Hall of Fame standards are difficult for everyone to pin down. They vary by position (for some reason, third basemen are expected to field like Brooks Robinson and hit like Mike Schmidt), as well as by voting groups (the veterans tend to have lower standards than the writers -- or is it just that they have a higher, and better formed, opinion of the players?).
They also apparently vary even within positions and within voting groups. Consider Ozzie Smith and Alan Trammell.
Ozzie, one of the greatest fielding shortstops of all-time, easily made the Hall of Fame his first year eligible -- and deservedly so. But Trammell, who was a better hitter than Ozzie, a very good fielder and a great overall shortstop, didn't come anywhere close (74 votes, including one from me). Was there really that wide a difference between Ozzie and Trammell? The vast majority of writers thought so.

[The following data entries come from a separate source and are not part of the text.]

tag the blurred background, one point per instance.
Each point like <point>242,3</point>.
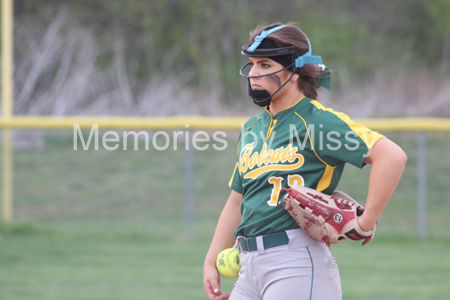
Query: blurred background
<point>137,223</point>
<point>166,57</point>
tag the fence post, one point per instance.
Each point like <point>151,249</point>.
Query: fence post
<point>7,73</point>
<point>189,186</point>
<point>421,185</point>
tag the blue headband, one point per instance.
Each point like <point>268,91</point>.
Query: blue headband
<point>300,61</point>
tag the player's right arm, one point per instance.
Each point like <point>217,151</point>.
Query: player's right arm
<point>223,238</point>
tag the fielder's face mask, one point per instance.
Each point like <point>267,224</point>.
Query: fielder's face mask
<point>285,56</point>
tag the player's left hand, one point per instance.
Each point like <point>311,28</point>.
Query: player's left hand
<point>212,285</point>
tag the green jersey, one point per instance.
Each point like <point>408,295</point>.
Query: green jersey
<point>306,144</point>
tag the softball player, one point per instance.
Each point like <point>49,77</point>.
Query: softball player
<point>294,141</point>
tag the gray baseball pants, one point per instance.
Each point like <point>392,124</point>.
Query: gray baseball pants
<point>301,270</point>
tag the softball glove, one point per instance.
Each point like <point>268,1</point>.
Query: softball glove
<point>326,219</point>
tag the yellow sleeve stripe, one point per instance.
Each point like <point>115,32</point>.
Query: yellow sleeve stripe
<point>325,181</point>
<point>309,135</point>
<point>232,176</point>
<point>243,135</point>
<point>366,135</point>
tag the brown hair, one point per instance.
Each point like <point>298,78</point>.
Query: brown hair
<point>290,35</point>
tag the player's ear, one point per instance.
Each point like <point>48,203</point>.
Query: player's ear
<point>295,77</point>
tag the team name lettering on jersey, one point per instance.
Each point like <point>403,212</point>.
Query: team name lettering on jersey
<point>268,160</point>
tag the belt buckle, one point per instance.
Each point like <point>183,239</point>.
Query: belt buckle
<point>239,238</point>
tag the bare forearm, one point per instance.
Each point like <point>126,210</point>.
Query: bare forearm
<point>388,162</point>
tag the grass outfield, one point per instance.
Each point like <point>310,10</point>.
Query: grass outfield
<point>47,267</point>
<point>103,224</point>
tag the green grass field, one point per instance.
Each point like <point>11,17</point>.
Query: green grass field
<point>111,225</point>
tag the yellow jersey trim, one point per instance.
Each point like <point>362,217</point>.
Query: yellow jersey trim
<point>232,175</point>
<point>325,181</point>
<point>368,136</point>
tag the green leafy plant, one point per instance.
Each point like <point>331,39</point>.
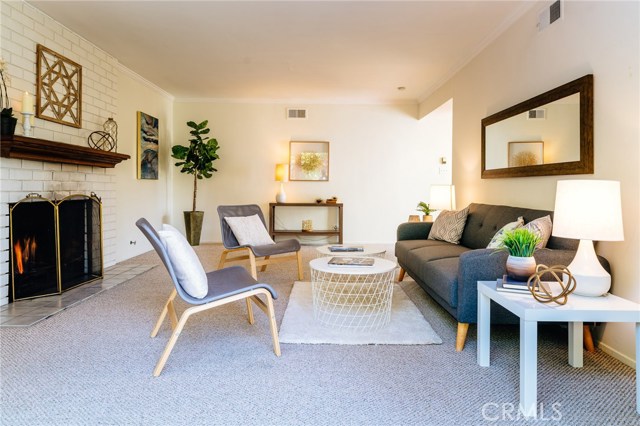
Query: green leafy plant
<point>520,242</point>
<point>197,158</point>
<point>424,208</point>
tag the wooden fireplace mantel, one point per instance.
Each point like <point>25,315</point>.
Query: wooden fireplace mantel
<point>57,152</point>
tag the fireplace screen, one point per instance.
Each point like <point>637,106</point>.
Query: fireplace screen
<point>55,245</point>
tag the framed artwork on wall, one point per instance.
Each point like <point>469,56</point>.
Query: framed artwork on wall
<point>147,146</point>
<point>58,88</point>
<point>526,153</point>
<point>308,161</point>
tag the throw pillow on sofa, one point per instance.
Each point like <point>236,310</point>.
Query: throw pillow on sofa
<point>449,226</point>
<point>496,241</point>
<point>541,227</point>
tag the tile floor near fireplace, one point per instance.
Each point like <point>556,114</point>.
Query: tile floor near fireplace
<point>24,313</point>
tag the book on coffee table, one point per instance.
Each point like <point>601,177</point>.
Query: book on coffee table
<point>351,261</point>
<point>339,249</point>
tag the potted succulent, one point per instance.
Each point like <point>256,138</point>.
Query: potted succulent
<point>196,159</point>
<point>520,243</point>
<point>7,120</point>
<point>426,210</point>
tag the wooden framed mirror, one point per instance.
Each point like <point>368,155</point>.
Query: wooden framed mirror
<point>553,133</point>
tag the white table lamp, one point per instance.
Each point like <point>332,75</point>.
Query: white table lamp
<point>588,210</point>
<point>281,176</point>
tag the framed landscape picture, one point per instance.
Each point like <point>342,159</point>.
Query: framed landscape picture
<point>147,146</point>
<point>309,161</point>
<point>526,153</point>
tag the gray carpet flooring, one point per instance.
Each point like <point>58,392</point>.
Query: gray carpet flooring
<point>92,364</point>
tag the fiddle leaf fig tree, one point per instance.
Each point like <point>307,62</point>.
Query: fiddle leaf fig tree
<point>197,158</point>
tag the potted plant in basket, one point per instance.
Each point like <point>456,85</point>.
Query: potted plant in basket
<point>426,210</point>
<point>520,243</point>
<point>7,120</point>
<point>196,159</point>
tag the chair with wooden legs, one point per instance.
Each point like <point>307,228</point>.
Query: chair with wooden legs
<point>223,286</point>
<point>258,255</point>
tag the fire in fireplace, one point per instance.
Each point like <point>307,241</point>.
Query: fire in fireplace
<point>55,245</point>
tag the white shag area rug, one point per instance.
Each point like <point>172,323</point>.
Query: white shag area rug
<point>407,326</point>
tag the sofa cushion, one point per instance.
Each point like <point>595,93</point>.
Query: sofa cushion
<point>404,247</point>
<point>441,276</point>
<point>449,226</point>
<point>496,241</point>
<point>484,220</point>
<point>541,227</point>
<point>415,259</point>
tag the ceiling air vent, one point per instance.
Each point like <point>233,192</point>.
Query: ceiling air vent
<point>537,114</point>
<point>296,113</point>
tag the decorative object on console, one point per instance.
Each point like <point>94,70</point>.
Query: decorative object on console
<point>148,146</point>
<point>196,159</point>
<point>520,243</point>
<point>101,140</point>
<point>575,200</point>
<point>111,127</point>
<point>58,88</point>
<point>549,291</point>
<point>281,176</point>
<point>7,120</point>
<point>308,161</point>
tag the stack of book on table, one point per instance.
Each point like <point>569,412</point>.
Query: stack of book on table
<point>510,285</point>
<point>351,261</point>
<point>339,249</point>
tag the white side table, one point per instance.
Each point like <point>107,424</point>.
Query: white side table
<point>368,250</point>
<point>352,297</point>
<point>578,309</point>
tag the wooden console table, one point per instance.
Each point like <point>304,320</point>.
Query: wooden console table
<point>329,232</point>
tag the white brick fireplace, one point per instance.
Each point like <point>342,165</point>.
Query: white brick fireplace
<point>27,28</point>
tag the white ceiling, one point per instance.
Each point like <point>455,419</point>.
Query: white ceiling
<point>322,51</point>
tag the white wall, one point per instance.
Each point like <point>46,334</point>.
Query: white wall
<point>382,161</point>
<point>141,197</point>
<point>601,38</point>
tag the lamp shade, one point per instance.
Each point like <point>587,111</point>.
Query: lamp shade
<point>588,210</point>
<point>442,197</point>
<point>281,172</point>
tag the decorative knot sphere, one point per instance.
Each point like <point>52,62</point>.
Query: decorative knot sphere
<point>558,291</point>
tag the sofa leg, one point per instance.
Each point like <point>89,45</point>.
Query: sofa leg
<point>587,338</point>
<point>461,337</point>
<point>401,275</point>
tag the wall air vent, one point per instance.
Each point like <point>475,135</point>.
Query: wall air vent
<point>296,113</point>
<point>537,114</point>
<point>550,15</point>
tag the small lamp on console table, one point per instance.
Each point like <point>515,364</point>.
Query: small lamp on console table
<point>576,201</point>
<point>281,176</point>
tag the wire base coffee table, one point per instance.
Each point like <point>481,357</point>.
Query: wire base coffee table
<point>355,298</point>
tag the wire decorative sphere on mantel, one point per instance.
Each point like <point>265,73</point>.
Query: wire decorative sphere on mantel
<point>544,294</point>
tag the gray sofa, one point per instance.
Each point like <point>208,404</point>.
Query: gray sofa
<point>449,272</point>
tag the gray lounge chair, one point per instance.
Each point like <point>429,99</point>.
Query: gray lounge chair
<point>224,286</point>
<point>257,255</point>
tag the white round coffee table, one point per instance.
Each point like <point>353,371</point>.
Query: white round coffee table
<point>352,297</point>
<point>368,250</point>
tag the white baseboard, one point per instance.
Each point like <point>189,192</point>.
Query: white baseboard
<point>617,355</point>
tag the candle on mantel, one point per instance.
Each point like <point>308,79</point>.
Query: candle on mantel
<point>27,103</point>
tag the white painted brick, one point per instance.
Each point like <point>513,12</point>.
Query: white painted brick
<point>32,165</point>
<point>52,166</point>
<point>20,174</point>
<point>30,186</point>
<point>43,176</point>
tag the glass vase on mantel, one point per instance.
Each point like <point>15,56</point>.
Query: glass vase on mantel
<point>520,268</point>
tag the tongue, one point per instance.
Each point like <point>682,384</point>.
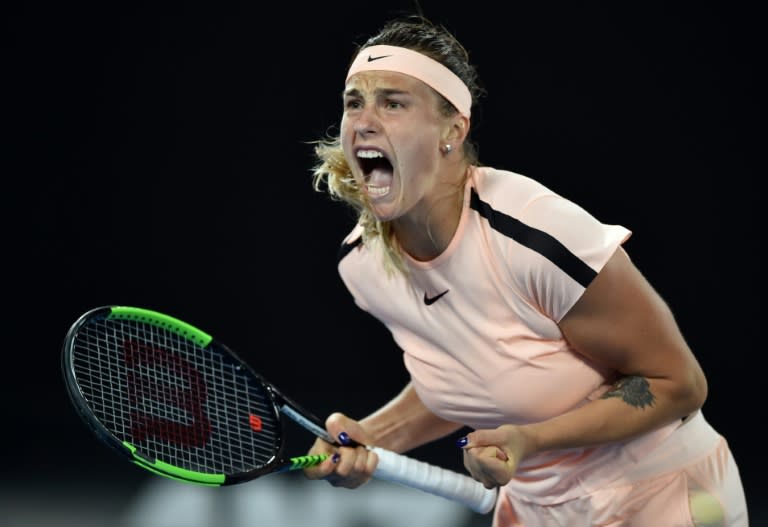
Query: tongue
<point>380,177</point>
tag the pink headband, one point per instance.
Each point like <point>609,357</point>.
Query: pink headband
<point>413,63</point>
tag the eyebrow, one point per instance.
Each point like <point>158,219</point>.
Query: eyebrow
<point>354,92</point>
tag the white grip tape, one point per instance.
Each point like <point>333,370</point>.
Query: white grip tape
<point>434,480</point>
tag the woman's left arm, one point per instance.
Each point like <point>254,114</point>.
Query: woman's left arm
<point>622,323</point>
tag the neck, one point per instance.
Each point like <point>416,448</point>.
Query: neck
<point>427,236</point>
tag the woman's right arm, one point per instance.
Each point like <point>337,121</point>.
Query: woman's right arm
<point>402,424</point>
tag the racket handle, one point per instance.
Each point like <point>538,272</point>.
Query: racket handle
<point>434,480</point>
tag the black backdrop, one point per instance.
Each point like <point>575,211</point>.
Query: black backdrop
<point>158,157</point>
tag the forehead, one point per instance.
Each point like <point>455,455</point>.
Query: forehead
<point>370,82</point>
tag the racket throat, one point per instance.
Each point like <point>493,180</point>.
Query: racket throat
<point>306,423</point>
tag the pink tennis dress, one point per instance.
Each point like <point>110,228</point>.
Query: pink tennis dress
<point>479,334</point>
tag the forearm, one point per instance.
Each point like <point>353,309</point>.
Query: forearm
<point>633,406</point>
<point>405,423</point>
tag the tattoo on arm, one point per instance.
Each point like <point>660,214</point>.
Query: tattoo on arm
<point>634,390</point>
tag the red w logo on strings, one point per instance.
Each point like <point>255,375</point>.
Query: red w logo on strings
<point>149,395</point>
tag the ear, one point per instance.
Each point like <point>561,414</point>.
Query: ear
<point>457,130</point>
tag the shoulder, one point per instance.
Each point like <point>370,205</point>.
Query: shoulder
<point>505,190</point>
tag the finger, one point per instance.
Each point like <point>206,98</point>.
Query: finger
<point>481,438</point>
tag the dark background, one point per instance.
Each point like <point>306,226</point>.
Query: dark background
<point>159,157</point>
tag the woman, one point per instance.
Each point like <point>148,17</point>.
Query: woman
<point>519,314</point>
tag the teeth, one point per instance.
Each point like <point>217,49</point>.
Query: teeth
<point>369,154</point>
<point>376,192</point>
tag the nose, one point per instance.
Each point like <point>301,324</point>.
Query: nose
<point>366,121</point>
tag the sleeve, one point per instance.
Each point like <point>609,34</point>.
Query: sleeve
<point>562,250</point>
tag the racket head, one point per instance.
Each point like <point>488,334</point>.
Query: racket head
<point>171,398</point>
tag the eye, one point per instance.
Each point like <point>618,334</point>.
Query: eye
<point>352,104</point>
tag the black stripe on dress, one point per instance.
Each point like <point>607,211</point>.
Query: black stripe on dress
<point>536,240</point>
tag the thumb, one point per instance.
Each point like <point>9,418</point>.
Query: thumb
<point>345,430</point>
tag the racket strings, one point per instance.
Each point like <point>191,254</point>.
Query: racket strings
<point>192,407</point>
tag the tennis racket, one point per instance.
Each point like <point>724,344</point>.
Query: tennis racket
<point>175,401</point>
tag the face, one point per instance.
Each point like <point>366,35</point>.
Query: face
<point>391,133</point>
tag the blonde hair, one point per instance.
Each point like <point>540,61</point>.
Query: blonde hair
<point>333,172</point>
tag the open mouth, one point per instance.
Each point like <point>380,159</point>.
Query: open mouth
<point>377,172</point>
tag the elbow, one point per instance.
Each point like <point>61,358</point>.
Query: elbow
<point>694,391</point>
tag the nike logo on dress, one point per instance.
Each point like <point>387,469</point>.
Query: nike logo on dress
<point>429,301</point>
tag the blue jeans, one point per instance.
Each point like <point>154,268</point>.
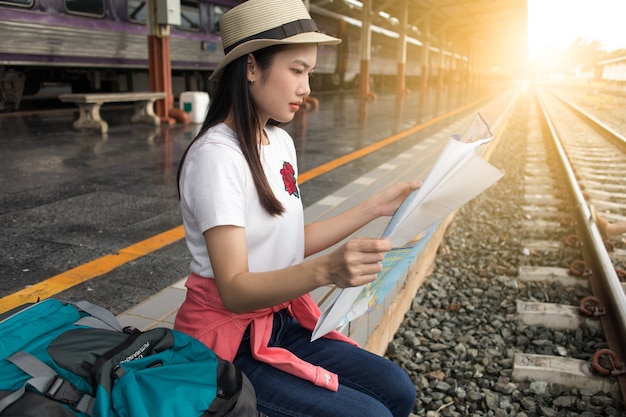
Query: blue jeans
<point>369,385</point>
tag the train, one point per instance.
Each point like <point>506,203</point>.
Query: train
<point>49,47</point>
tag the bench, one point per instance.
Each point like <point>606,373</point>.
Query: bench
<point>89,107</point>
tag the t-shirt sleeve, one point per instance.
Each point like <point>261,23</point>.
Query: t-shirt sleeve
<point>214,186</point>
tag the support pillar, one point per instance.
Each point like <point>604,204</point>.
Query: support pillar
<point>426,58</point>
<point>366,51</point>
<point>401,89</point>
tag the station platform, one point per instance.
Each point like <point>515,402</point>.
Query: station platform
<point>94,216</point>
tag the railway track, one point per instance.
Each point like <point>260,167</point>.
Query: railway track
<point>523,313</point>
<point>592,157</point>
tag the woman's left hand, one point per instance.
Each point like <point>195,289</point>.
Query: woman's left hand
<point>388,200</point>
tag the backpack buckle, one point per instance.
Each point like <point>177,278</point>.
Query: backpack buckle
<point>62,390</point>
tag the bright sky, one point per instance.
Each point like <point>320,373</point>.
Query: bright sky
<point>558,23</point>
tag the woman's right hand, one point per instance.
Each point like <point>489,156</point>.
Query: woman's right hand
<point>357,262</point>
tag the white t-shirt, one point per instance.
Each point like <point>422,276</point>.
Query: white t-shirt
<point>217,189</point>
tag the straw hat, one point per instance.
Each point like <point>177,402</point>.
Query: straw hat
<point>256,24</point>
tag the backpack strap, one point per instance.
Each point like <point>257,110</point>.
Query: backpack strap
<point>46,381</point>
<point>99,317</point>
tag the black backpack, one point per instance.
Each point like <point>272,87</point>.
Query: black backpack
<point>75,359</point>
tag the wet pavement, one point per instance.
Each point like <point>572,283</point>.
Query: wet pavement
<point>68,197</point>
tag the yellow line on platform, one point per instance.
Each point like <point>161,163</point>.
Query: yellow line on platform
<point>107,263</point>
<point>95,268</point>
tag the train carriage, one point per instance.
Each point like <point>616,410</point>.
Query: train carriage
<point>48,47</point>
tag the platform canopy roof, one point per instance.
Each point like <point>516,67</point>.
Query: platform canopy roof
<point>493,31</point>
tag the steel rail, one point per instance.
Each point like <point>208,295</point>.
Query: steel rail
<point>604,281</point>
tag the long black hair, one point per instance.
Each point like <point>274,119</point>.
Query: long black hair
<point>232,95</point>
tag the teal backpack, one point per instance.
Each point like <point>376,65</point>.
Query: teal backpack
<point>75,359</point>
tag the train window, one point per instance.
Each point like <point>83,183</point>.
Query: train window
<point>216,13</point>
<point>21,3</point>
<point>137,11</point>
<point>85,7</point>
<point>189,15</point>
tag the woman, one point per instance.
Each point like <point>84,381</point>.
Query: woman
<point>248,291</point>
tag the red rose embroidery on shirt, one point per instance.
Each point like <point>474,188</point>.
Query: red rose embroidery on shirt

I only wish all this was as simple as former Supreme Court Justice Potter Stewart's opinion on hard-core pornography. "I may not be able to define it,'' he wrote, "but I know it when I see it.''
We know who many Hall of Famers are when we see them. Unfortunately, not all of them are so readily identifiable. That's not only what makes the voting so hard, it's what makes the debate so damn interesting.